What's the nature of intraction between hydrogen atoms in the interstellar medium? Interstellar densities are about 1 atom/cm$^3$. Do these atoms even move? If they do, why do they move? What would be their average speed? (Free expansion)
 A: The interstellar medium (ISM) has many components that vary in densities (see the table in the link to the ISM Wiki page). For the regions with densities in the $n_\text{ISM}\sim10^0\text{ cm}^{-3}$ range, the temperatures vary from between $(50,\,10^4)\text{ K}$. Using simple Boltzmann statistics, the mean thermal velocities of particles in the ISM could be
$$
v_\text{ISM}=\sqrt{\frac{3k_BT}{\mu}}\simeq(3,\,80)\text{ km/s}
$$
which seems pretty high, but recall that the solar system is moving at about 250 km/s around the galaxy.

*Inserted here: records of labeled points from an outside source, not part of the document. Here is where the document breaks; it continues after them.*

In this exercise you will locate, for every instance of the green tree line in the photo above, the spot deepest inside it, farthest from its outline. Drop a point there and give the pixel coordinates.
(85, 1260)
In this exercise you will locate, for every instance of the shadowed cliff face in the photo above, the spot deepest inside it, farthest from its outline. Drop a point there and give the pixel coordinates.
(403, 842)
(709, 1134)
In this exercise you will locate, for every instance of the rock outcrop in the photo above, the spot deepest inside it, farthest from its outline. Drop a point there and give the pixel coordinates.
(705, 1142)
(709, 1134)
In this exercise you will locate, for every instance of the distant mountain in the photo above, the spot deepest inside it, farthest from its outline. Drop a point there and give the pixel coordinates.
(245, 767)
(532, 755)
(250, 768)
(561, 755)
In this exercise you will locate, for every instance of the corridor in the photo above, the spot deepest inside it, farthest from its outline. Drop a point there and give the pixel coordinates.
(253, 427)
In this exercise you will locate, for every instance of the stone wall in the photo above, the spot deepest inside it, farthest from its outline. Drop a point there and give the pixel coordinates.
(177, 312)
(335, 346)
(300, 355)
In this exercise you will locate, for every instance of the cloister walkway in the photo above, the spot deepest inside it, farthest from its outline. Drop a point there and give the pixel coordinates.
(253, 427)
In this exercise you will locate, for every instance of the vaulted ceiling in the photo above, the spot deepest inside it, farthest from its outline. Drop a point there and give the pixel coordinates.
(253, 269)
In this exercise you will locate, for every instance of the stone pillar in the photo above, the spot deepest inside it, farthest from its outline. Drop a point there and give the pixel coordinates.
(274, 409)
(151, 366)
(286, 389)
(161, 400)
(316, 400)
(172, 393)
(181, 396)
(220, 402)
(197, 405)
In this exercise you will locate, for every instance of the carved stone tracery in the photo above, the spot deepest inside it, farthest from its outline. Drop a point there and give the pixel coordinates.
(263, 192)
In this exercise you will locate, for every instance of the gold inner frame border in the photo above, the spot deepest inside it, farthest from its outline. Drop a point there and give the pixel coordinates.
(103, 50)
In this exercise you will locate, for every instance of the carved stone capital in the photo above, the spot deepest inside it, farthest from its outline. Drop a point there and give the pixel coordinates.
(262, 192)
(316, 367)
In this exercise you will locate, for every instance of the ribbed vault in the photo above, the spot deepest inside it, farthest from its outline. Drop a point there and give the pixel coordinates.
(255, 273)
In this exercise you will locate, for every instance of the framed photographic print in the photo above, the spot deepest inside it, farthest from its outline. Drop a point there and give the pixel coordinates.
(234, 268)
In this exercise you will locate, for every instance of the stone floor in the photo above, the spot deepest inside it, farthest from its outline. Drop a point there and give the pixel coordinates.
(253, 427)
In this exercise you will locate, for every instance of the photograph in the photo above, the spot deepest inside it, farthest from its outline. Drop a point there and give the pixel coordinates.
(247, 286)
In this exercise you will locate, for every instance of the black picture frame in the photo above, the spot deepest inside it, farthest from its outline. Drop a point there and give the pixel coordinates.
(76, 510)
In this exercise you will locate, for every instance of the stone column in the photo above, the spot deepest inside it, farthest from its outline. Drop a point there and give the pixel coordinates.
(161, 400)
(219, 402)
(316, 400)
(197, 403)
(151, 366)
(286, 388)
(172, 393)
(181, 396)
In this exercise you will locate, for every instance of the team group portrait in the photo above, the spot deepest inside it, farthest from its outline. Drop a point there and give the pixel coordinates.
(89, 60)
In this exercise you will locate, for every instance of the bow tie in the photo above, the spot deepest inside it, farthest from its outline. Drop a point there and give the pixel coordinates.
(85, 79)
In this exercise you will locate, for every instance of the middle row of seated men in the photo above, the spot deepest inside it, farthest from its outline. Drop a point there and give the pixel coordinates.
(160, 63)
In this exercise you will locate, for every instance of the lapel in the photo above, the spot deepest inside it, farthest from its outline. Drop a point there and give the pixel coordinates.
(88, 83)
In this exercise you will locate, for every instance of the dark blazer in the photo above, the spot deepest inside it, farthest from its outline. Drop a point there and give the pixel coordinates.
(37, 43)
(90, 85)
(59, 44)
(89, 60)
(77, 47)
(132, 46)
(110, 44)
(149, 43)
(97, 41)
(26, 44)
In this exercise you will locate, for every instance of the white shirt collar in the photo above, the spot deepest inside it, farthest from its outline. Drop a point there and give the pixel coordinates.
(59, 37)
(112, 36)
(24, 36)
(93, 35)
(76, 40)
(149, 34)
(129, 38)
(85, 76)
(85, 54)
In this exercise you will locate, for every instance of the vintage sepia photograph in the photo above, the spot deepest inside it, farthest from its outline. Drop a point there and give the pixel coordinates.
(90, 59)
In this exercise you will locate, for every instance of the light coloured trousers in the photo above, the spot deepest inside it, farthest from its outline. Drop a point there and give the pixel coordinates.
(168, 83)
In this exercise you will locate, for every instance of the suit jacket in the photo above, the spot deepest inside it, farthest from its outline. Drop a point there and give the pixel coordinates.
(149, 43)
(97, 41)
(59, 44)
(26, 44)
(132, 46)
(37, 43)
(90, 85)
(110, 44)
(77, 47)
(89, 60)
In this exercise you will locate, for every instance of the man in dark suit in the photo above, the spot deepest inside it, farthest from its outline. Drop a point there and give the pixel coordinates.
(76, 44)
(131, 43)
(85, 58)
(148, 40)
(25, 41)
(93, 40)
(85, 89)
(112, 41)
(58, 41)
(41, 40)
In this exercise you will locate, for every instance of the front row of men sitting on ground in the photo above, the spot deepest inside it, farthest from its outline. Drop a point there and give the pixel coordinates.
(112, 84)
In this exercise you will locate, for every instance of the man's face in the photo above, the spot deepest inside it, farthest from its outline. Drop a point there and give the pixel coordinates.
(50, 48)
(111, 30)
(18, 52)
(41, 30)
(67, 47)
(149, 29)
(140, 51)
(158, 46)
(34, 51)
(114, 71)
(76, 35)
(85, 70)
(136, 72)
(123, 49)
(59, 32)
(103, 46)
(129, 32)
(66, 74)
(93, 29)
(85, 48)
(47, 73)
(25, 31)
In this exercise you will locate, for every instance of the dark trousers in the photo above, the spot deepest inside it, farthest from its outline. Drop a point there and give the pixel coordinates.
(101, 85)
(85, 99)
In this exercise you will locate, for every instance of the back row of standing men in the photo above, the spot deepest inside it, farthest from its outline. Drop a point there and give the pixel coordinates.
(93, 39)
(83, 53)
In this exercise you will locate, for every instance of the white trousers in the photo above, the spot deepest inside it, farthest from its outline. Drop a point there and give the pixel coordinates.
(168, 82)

ISM gas can also be pushed by astrophysical shock waves and pulled by gravitational collapse, both of which will cause motion in less-constant manners (depends on parameters of the shockwave or collapse). Further, if there are disordered magnetic fields in the ISM, the ISM can also be affected by these fields.
A: They move, at first because they once moved :-) . How do you stop them ?
Anyway the interstellar is not always cold, and it is even ultra hot at places. One of the reason is UVs travelling through, and thus bringing kinetics energy to atoms.